Após as acusações, a imagem pública de Jackson sofreu um grande golpe com sua equipe lutando para ‘reabilitar’ a forma como ele era visto, apoiando-se em seu apelo entre a comunidade negra, bem como promovendo seu relacionamento com Lisa Marie Presley.

“As alegações realmente mudaram a forma como o público, eu acho, pensava nele, e Michael teve que reabilitar essa imagem”, explicou Shana Mangatal, que trabalhou na equipe de gestão de talentos de Jackson. “As pessoas ficaram obcecadas com a sexualidade de Michael durante toda a vida, e seus empresários acharam que seria legal se a imprensa descobrisse que Michael tinha namorada. Michael e Lisa começaram logo depois que as acusações foram resolvidas.
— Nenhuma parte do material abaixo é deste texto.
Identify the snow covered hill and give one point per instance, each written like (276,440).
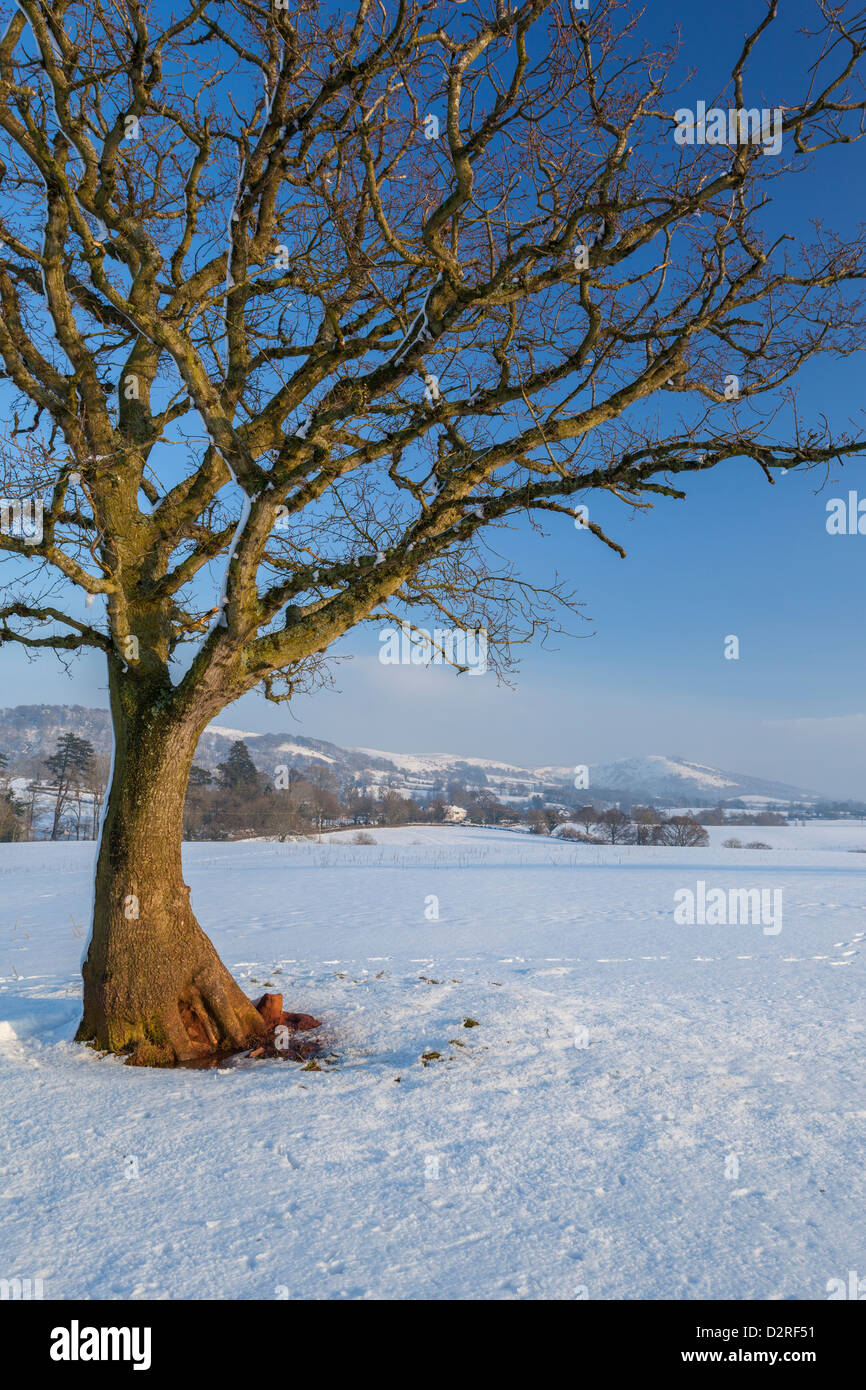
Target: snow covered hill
(31,730)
Ela acrescentou: “Ele sabia que casar com a filha de Elvis Presley seria manchete em todos os lugares. Todo mundo estaria falando sobre isso, e não falam mais sobre esse período horrível da vida dele.

Mas a controvérsia em torno da estrela pop não diminuiria nos anos seguintes, com comentários feitos pelo Rei do Pop em um documentário de Martin Bashir de 2003 chamado Living With Michael Jackson, causando protestos públicos.

Durante o documentário, Bashir questionou Jackson sobre rumores de crianças hospedadas na casa do músico compartilhando sua cama com crianças, que a estrela pop confirmou serem verdadeiras.

Quando Bashir o pressionou sobre a conveniência de meninos ficarem em seu quarto e como isso poderia ser percebido, Jackson disse que “sentiu pena” daqueles que pensariam que isso era negativo.

‘Isso é julgar alguém que realmente quer ajudar as pessoas’, disse a popstar ao jornalista na época. ‘Por que você não pode dividir sua cama? A coisa mais amorosa a fazer é dividir a cama com alguém.

O cantor (retratado em Los Angeles em 1990) nunca foi acusado das acusações, que ele negou

O cantor (retratado em Los Angeles em 1990) nunca foi acusado das acusações, que ele negou

'Eu me senti mal porque tinha certeza de que Rosie e eu tínhamos um bom caso, mas quando a vítima não quer testemunhar, há um ditado que diz: 'não há vítima, não há crime'.

‘Eu me senti mal porque tinha certeza de que Rosie e eu tínhamos um bom caso, mas quando a vítima não quer testemunhar, há um ditado que diz ‘sem vítima, não há crime”, disse o detetive Federico Sicard sobre o caso

Quando Bashir o questionou mais detalhadamente, Jackson afirmou que os pais que não permitiam que seus filhos dividissem a cama com um adulto que não fosse parente eram “malucos”.

Seu conselheiro espiritual, Rabino Shmuley Boteach, que era um confidente próximo da celebridade, ficou em “choque absoluto” com os comentários de Jackson no documentário.

‘Senti um choque. Choque absoluto”, disse ele. ‘Você perdeu todo o contato com a realidade e nem sabe como as pessoas vão reagir a isso?

‘Michael cruzou limites que claramente são intransponíveis. Dividir a cama com uma criança que não é sua, mesmo que não seja sexual, ainda é uma loucura.’